Total possède de nombreuses activités en Russie, qu’il s’agisse de l’extraction de gaz (champs Yamal LNG, Arctic LNG2 et Termokastovoye) ou de pétrole (champs Kyaryaga).

Que ce soit aux côtés de Novatek ou de Zarubezhneft, TotalEnergies se trouve donc désormais impliquée dans des relations d’affaires susceptibles d’alimenter l’acte d’agression de la Russie en Ukraine.

De plus, Total a payé 31 589 000 dollars en taxes et impôts à l’État russe en 2020.

L’invasion de l’Ukraine, déjà un lourd bilan humain

L’invasion de l’Ukraine par la Russie est un acte d’agression en violation flagrante du droit international condamné par l’Organisation des Nations Unies, l’Union Européenne, la Cour pénale internationale et la France.

Le bilan de ce conflit armé est déjà lourd : 1424 victimes civiles en Ukraine : 516 morts et 908 blessés, principalement « en raison de l’utilisation d’armes explosives ayant une large zone d’impact, notamment des tirs d’artillerie lourde et de systèmes de roquettes à lancements multiples, et des frappes aériennes »  3.

Les organisations de défense des droits humains et des journalistes ont également documenté l’utilisation de munitions à fragmentation par les forces russes, ce qui constitue une violation grave du droit international humanitaire.

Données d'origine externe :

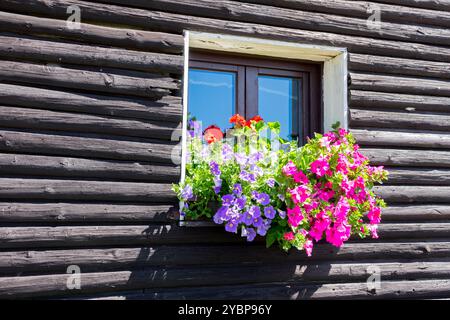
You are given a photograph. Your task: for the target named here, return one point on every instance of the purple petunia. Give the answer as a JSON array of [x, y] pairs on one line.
[[231, 226], [187, 193], [214, 167], [263, 227], [255, 211], [246, 176], [249, 233], [269, 212], [221, 215], [217, 185], [271, 182], [227, 200], [258, 222], [262, 198], [227, 152], [237, 189], [246, 218]]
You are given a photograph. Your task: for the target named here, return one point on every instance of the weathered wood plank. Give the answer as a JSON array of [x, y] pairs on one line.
[[416, 213], [166, 109], [89, 33], [375, 82], [117, 258], [56, 284], [12, 188], [38, 119], [63, 52], [414, 194], [436, 140], [89, 147], [413, 67], [409, 120], [389, 290], [442, 5], [14, 212], [362, 9], [419, 176], [92, 236], [99, 81], [413, 158], [44, 166], [296, 19], [371, 99], [176, 23]]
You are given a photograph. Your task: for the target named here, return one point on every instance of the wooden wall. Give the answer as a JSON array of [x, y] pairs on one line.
[[87, 122]]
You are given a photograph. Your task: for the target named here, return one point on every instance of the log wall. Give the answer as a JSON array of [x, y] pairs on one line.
[[89, 119]]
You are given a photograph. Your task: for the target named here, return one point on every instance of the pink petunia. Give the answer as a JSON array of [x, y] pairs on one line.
[[320, 167], [308, 247], [289, 236], [289, 169], [299, 194]]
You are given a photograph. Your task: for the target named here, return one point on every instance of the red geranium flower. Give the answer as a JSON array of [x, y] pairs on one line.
[[238, 120], [255, 119], [212, 134]]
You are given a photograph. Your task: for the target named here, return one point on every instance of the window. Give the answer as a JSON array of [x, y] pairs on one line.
[[284, 91]]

Par ailleurs, la Russie mène une vague de répression sévère avec des atteintes à la liberté d’expression sur son territoire contre toute personne opposée à l’agression.

La responsabilité juridique de Total

En maintenant ces relations d’affaires avec Novatek ainsi que ses investissements dans les différents projets pétro-gaziers en Russie, Total ne peut ignorer qu’elle contribue à financer l’effort de guerre du Kremlin et, partant, les violations des droits humains et des libertés fondamentales associées.

Cette position est manifestement incompatible avec ses obligations de vigilance et de prudence qui commandent à TotalEnergies de prévenir toute atteinte grave aux droits humains et aux libertés fondamentales, que ce soit en France ou à l’étranger.

TotalEnergies n’a plus le choix : si elle ne veut pas contribuer à la politique dévastatrice de Vladimir Poutine, elle doit mettre un terme au plus vite à ses intérêts dans le secteur pétro-gazier russe.

Notes
1

L’ancien PDG de Total, Christophe de Margerie, était très proche de Gennady
Timchenko, et s’était fortement mobilisé contre les sanctions occidentales lors de la dernière
crise ukrainienne en 2014. Voir Les Echos,  Christophe de Margerie, « l’ami » de la Russie , 21 octobre 2014.

2

Evgeniy Murov est le président du Conseil d’administration de Zarubezhneft. Cet ancien directeur du Service Fédéral de Protection (FSO) de 2010 à 2016, Général des armées à la retraite et ancien membre du FSB,  est également placé sur la liste des sanctions américaines depuis 2014.